题目
牛客网SQL160——国庆期间每类视频点赞量和转发量
题目描述
用户-视频互动表tb_user_video_log
id | uid | video_id | start_time | end_time | if_follow | if_like | if_retweet | comment_id |
---|---|---|---|---|---|---|---|---|
1 | 101 | 2001 | 2021-09-24 10:00:00 | 2021-09-24 10:00:20 | 1 | 1 | 0 | NULL |
2 | 105 | 2002 | 2021-09-25 11:00:00 | 2021-09-25 11:00:30 | 0 | 0 | 1 | NULL |
3 | 102 | 2002 | 2021-09-25 11:00:00 | 2021-09-25 11:00:30 | 1 | 1 | 1 | NULL |
4 | 101 | 2002 | 2021-09-26 11:00:00 | 2021-09-26 11:00:30 | 1 | 0 | 1 | NULL |
5 | 101 | 2002 | 2021-09-27 11:00:00 | 2021-09-27 11:00:30 | 1 | 1 | 0 | NULL |
6 | 102 | 2002 | 2021-09-28 11:00:00 | 2021-09-28 11:00:30 | 1 | 0 | 1 | NULL |
7 | 103 | 2002 | 2021-09-29 11:00:00 | 2021-10-02 11:00:30 | 1 | 0 | 1 | NULL |
8 | 102 | 2002 | 2021-09-30 11:00:00 | 2021-09-30 11:00:30 | 1 | 1 | 1 | NULL |
9 | 101 | 2001 | 2021-10-01 10:00:00 | 2021-10-01 10:00:20 | 1 | 1 | 0 | NULL |
10 | 102 | 2001 | 2021-10-01 10:00:00 | 2021-10-01 10:00:15 | 0 | 0 | 1 | NULL |
11 | 103 | 2001 | 2021-10-01 11:00:50 | 2021-10-01 11:01:15 | 1 | 1 | 0 | 1732526 |
12 | 106 | 2002 | 2021-10-02 10:59:05 | 2021-10-02 11:00:05 | 2 | 0 | 1 | NULL |
13 | 107 | 2002 | 2021-10-02 10:59:05 | 2021-10-02 11:00:05 | 1 | 0 | 1 | NULL |
14 | 108 | 2002 | 2021-10-02 10:59:05 | 2021-10-02 11:00:05 | 1 | 1 | 1 | NULL |
15 | 109 | 2002 | 2021-10-03 10:59:05 | 2021-10-03 11:00:05 | 0 | 1 | 0 | NULL |
(uid-用户ID, video_id-视频ID, start_time-开始观看时间, end_time-结束观看时间, if_follow-是否关注, if_like-是否点赞, if_retweet-是否转发, comment_id-评论ID)
短视频信息表tb_video_info
(video_id-视频ID, author-创作者ID, tag-类别标签, duration-视频时长, release_time-发布时间)
问题:统计2021年国庆头3天每类视频每天的近一周总点赞量和一周内最大单天转发量,结果按视频类别降序、日期升序排序。假设数据库中数据足够多,至少每个类别下国庆头3天及之前一周的每天都有播放记录。
输出示例:
tag | dt | sum_like_cnt_7d | max_retweet_cnt_7d |
---|---|---|---|
旅游 | 2021-10-01 | 5 | 2 |
旅游 | 2021-10-02 | 5 | 3 |
旅游 | 2021-10-03 | 6 | 3 |
求解思路
题目需要解出国庆节前三天的7天内,我们不能先筛选国庆节前三天这个条件,不然就会丢失7天内的数据。因此正确的思路就是先截取出2021-10-03之前9天(7+3-1=9)时间范围内的数据。此时需要用到 datediff 函数 配合 date_format 函数。

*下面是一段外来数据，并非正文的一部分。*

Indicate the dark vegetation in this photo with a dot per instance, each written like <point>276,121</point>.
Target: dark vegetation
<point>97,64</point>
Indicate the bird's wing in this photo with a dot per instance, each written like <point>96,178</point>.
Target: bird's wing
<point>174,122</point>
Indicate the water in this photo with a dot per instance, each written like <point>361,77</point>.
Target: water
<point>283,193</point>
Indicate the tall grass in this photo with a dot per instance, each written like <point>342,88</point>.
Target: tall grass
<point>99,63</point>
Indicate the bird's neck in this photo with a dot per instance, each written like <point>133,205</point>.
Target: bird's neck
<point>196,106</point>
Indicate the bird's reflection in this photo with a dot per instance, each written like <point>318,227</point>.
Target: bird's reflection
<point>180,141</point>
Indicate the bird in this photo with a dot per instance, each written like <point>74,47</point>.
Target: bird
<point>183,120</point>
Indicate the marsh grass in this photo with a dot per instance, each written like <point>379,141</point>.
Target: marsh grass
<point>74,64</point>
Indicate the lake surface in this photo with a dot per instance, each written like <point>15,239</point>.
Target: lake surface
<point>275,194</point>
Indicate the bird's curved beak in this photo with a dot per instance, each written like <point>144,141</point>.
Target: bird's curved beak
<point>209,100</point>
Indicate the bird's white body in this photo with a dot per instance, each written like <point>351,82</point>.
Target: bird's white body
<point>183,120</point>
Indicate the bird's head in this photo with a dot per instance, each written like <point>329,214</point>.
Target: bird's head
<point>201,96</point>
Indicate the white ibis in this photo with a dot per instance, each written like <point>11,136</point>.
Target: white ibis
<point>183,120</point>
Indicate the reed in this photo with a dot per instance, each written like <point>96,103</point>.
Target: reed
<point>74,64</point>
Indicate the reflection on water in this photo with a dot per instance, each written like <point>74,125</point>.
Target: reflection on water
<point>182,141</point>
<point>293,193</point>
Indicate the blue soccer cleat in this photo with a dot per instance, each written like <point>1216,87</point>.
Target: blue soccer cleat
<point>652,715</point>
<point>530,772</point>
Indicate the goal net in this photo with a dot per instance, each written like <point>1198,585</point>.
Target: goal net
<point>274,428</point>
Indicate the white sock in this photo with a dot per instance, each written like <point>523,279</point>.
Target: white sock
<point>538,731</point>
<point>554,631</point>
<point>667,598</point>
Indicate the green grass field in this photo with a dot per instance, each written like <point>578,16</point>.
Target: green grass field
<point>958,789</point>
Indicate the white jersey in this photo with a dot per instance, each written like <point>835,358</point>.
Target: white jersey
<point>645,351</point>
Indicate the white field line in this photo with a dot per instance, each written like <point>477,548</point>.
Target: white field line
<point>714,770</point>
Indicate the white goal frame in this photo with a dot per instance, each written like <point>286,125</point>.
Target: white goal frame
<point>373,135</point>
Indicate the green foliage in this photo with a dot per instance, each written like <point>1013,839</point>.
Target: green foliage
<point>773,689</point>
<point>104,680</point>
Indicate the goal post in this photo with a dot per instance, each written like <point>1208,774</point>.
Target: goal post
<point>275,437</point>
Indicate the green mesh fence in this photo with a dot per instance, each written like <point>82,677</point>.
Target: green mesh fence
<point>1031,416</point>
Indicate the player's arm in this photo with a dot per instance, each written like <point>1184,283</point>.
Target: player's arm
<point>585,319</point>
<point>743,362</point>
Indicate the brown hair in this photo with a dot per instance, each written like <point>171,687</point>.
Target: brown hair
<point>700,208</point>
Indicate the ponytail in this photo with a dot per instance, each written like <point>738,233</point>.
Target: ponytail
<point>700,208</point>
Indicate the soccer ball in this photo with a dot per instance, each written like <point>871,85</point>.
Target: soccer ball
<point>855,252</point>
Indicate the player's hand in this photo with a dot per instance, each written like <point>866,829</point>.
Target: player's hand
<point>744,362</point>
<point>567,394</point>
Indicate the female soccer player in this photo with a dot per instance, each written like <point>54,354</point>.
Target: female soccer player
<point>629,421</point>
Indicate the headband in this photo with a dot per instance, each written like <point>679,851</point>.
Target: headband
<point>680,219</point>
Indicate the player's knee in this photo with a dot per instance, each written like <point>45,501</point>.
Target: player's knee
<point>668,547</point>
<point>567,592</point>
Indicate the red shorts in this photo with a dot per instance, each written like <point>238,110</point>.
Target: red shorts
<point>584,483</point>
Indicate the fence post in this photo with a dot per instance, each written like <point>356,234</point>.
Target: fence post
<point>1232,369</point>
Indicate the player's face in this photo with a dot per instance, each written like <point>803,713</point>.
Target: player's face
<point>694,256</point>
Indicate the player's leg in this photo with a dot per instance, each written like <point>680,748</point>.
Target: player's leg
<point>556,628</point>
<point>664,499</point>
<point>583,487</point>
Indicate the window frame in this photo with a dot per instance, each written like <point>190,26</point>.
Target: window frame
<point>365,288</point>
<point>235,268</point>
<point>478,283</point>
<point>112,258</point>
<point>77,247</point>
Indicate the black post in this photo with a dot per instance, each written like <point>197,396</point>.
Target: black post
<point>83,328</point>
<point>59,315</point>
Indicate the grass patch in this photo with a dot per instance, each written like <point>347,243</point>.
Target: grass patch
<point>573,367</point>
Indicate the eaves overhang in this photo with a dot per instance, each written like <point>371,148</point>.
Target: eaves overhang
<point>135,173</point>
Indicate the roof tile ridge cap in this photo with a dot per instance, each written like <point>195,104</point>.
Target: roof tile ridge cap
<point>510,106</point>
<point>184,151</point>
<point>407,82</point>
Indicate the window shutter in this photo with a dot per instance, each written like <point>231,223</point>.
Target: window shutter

datediff('2021-10-03', date_format(start_time, '%Y-%m-%d'))<9
之后在规定日期期限内计算每日点赞量和转发量
SELECT
tag,
DATE_FORMAT(start_time,'%Y-%m-%d') as dt,
SUM(if_like) as like_cnt,
SUM(if_retweet) as ret_cnt
FROM tb_user_video_log JOIN tb_video_info USING(video_id)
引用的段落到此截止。